Three ways to protect yourself from medical record mistakes
In a perfect world, your electronic medical record would bring together your medical information from all the healthcare providers you see into a single, comprehensive record that could be easily accessed by any provider anywhere in the world with your permission. This information could reduce your risk of medical errors, duplicate testing, and inappropriate treatment. It could also be lifesaving if a medical emergency caused you to be unable to answers questions and share information. But, of course, the world isn’t perfect and neither are electronic medical records.
Errors in electronic medical records and systems occur more frequently than you may think. A Kaiser Family Foundation survey found that one in five people surveyed reported an error in their electronic medical record.
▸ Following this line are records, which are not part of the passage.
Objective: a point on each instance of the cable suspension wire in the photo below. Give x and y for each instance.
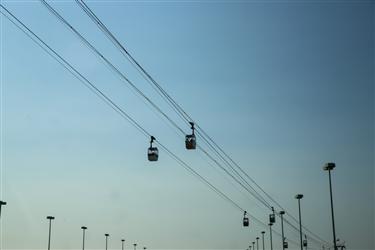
(116, 70)
(45, 47)
(178, 108)
(165, 95)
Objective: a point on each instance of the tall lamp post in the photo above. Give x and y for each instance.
(328, 167)
(282, 227)
(263, 239)
(122, 244)
(270, 224)
(83, 237)
(299, 197)
(2, 203)
(50, 218)
(106, 241)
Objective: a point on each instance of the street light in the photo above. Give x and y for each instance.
(83, 237)
(2, 203)
(263, 239)
(299, 197)
(328, 167)
(270, 224)
(106, 241)
(50, 218)
(282, 227)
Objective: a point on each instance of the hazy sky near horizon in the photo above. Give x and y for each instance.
(283, 86)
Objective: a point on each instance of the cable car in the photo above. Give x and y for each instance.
(245, 220)
(285, 244)
(305, 243)
(152, 152)
(190, 140)
(272, 218)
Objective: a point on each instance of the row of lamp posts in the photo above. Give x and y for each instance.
(327, 167)
(50, 218)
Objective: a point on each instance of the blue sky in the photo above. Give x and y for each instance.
(283, 86)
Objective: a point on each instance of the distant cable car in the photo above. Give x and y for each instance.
(272, 216)
(245, 220)
(285, 244)
(153, 152)
(190, 140)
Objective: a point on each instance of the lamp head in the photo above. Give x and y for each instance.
(299, 196)
(329, 166)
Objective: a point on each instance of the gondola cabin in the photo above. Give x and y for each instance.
(272, 218)
(285, 244)
(191, 140)
(152, 152)
(245, 220)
Those errors included incorrect personal information and incorrect information about their medical history, test results, and prescriptions.
There are a number of different causes for these errors, including:
- Healthcare provider mistakes (inputting incorrect or incomplete information, cutting and pasting incorrect information, identifying the patient incorrectly)
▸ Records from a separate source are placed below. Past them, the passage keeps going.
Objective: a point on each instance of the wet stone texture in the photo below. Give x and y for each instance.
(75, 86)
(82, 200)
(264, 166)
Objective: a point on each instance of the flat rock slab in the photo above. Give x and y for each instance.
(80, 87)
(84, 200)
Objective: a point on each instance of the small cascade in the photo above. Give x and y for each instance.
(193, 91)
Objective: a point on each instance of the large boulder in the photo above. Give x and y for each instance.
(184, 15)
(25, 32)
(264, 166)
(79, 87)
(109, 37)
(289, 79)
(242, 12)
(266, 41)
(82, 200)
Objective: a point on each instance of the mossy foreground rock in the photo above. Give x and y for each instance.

- Electronic health record (EHR) systems that do not communicate with each other, leading to fragmented and incomplete records
- EHR system failures
- Lags in data, such as test results, new prescriptions, and hospitalizations, being updated
Take these steps to lower the risk of errors in your electronic medical record
There are several things you can do to reduce the risk of medical mistakes related to problems with electronic medical records:
- Be a proactive partner in your care. Regularly request a copy of your records from all healthcare providers you see, including primary care, specialists, urgent care, hospitals, and outpatient or ambulatory care centers. Start by checking to make sure that all the basic information is correct (name, address, date of birth, Social Security number, health insurance information, emergency contacts). Then review your medical history (allergies, symptoms reported, diagnoses, prescription medications, diagnostic test results, medical and surgical procedures performed). Make sure the information is current. For example, does your record still list medications you no longer take or requests for tests you’ve already completed?
- Have a medical home. Having one healthcare provider who acts as your point person can help ensure not only that the care you receive is coordinated amongst providers but can also help keep your medical records consolidated. Choose a provider you see regularly, usually your primary care provider, to act as your medical home. You’ll need to let your provider know what other doctors you see and have those providers share your records and test results with your medical home.
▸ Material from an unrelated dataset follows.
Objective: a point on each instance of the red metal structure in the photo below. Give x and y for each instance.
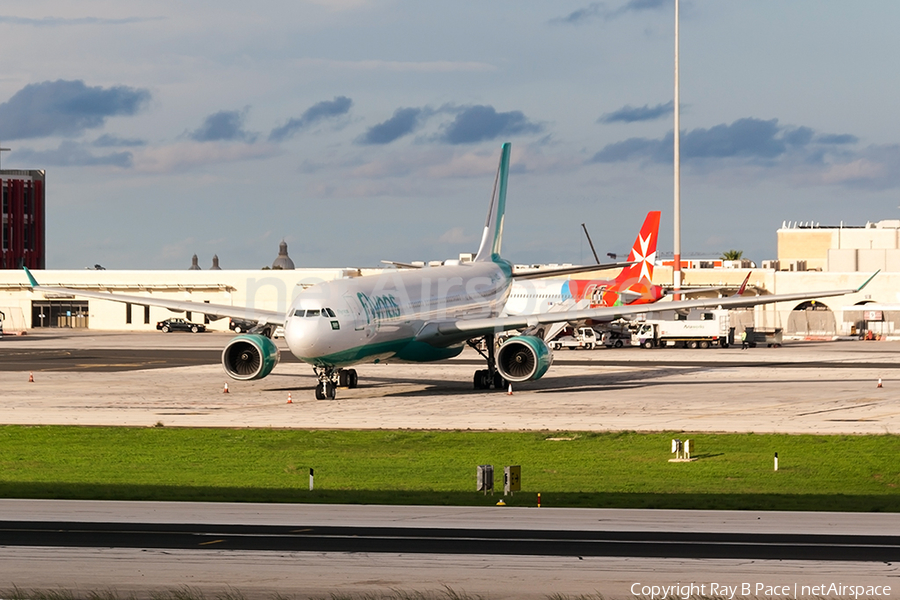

- If you find an error, get it corrected. If you do spot a mistake in your medical record, contact the provider, and ask what the practice’s or facility’s procedure is for making a change to your record. Some providers use a form or you can write a letter that outlines the error, provides the correct information, and includes a copy of the page of the record with the error highlighted. Providers have 60 days to correct an error, although they can request an extension. Your provider should send you a notification that the error has been corrected. After the 60-day period, request a corrected copy of your record and review it. If the provider does not agree that there is an error, he or she should send you a denial notice, explaining why the correction is not being made. You can respond in writing, explaining why you don’t agree with the decision and a copy of your letter should be included in your record.